Or, well, why swap; she’d love to collect the set if we’d cooperate. Her and Alfie and me, that was a recipe for world domination, much less for squashing her enemies in Munich like the cockroaches they were. I was only surprised she hadn’t yet asked me outright. Probably she was making a massive effort to be tactful because Orion had just died and maybe I wanted to waste some of my time being sad instead of following her own highly superior therapy program of meticulously planning out a campaign for victory.
And I’d been absolutely right: she was dangerous, because as soon as I realized that offer was on the table along with the tagine, I discovered I could understand why Alfie had taken her up on it. If you had everything, if you had power, and you wanted to use it—and yet you had sense enough to doubt yourself, whether you were really going to do a brilliant job of it, and also perhaps had a bit too much caution, then what more magnificent offer could anyone make you: all the brains in the world and all the drive along with them, to tell you exactly what to do and calculate out to the nth degree the best way to do it and then give you a good hard shove on top of it.
Liesel would make something of Alfie, and he really did want something made of himself.
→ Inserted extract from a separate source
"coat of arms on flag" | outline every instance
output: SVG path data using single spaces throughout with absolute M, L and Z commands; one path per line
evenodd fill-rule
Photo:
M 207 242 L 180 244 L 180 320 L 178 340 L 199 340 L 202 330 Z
Even at school, he’d helped with the plan more wholeheartedly than almost any of the other enclavers. He’d wanted to believe, almost as much as the Scholomance itself wanted to believe, in its nonsense motto: to protect all the wise-gifted children of the world. Which made more sense now, because it had been his family’s great triumph. He wanted to live up to it. I couldn’t even look down on that ambition, although I was fairly certain that he was going the wrong way, and his actual ancestor had mostly been a scheming mastermind looking to cement the power of his own enclave.
And if what I wanted was to build as many golden enclaves as I could—Liesel was telling me she’d be willing to sign on to the project, and with all her brains and drive and ruthlessness, she’d make something of that, too. Give her ten years, and every enclave of the world would end up signed on to donate mana, presumably as some sort of insurance policy—just chip in a bit, not more than you can spare, and if a maw-mouth or an argonet shows up at your enclave gates, Galadriel will swoop in and save you. Or she’d sell them on the benefits of having satellite enclaves nearby for their commuters, dangling a taste of the better life. I could envision the shape of her whole program, even if I couldn’t have executed it myself in a century. And when it was done, there would be loads more children sleeping safe, all over the world, than I’d ever manage by plodding around to one small group of wizards at a time. And I wouldn’t have to give anything that I wouldn’t give anyway.
It wasn’t a trick, was the really seductive thing about it. Liesel wasn’t a liar; she wasn’t promising anything she didn’t mean to deliver, and she wasn’t even hiding the cost of it either. She was laying it out for me plainly: the price was compromise. To smile at enclavers once in a while when I didn’t mean it and go to their parties and make it just that bit easier for them to give me what I wanted; and why the bloody hell not, if it got me what I wanted, and what I wanted was good?
I didn’t even disagree. I thought she was right, in the general case. Only I’m not the general case, and I’ve known that ever since I was five years old with my great-grandmother, the world-famous seer, reciting my doom over my head, my glorious destiny to sow death and destruction among the wizards of the earth, shatter enclaves and murder thousands, and I know without a doubt that the first step towards fulfilling her prophecy would be made with all the good intentions in the world.
But I couldn’t help feeling the pull of it. Liesel meant it from her side; it was as fair an offer as anyone could make. We weren’t in the Scholomance anymore, but it was an alliance offer all the same, putting herself on the table, all-in, and she wasn’t a useless person either. So I couldn’t be angry at her for making it, even though I’d have liked to be angry. Instead it was only the familiar bitter taste of wanting things other people had, my face pressed up to the window of the cake shop full of easy sweetness I couldn’t buy. Alfie had said yes in a heartbeat, surely. But I couldn’t.
That wasn’t her fault, though. I put down my glass; the faint heady buzz of the wine had faded out of me completely. “I don’t think it would go all wrong the first moment that I ever compromised on anything,” I said, not rude, only final. “Not the second time, either. But I’m not going to risk doing it until I find out how many times it would take. And you’d be sorry if I did, too, even if you don’t think so now. The only tactics I’ve got are scorched-earth, so that’s what I’ll end up with, if I ever start a war. You’ll have to get your vengeance on your own.”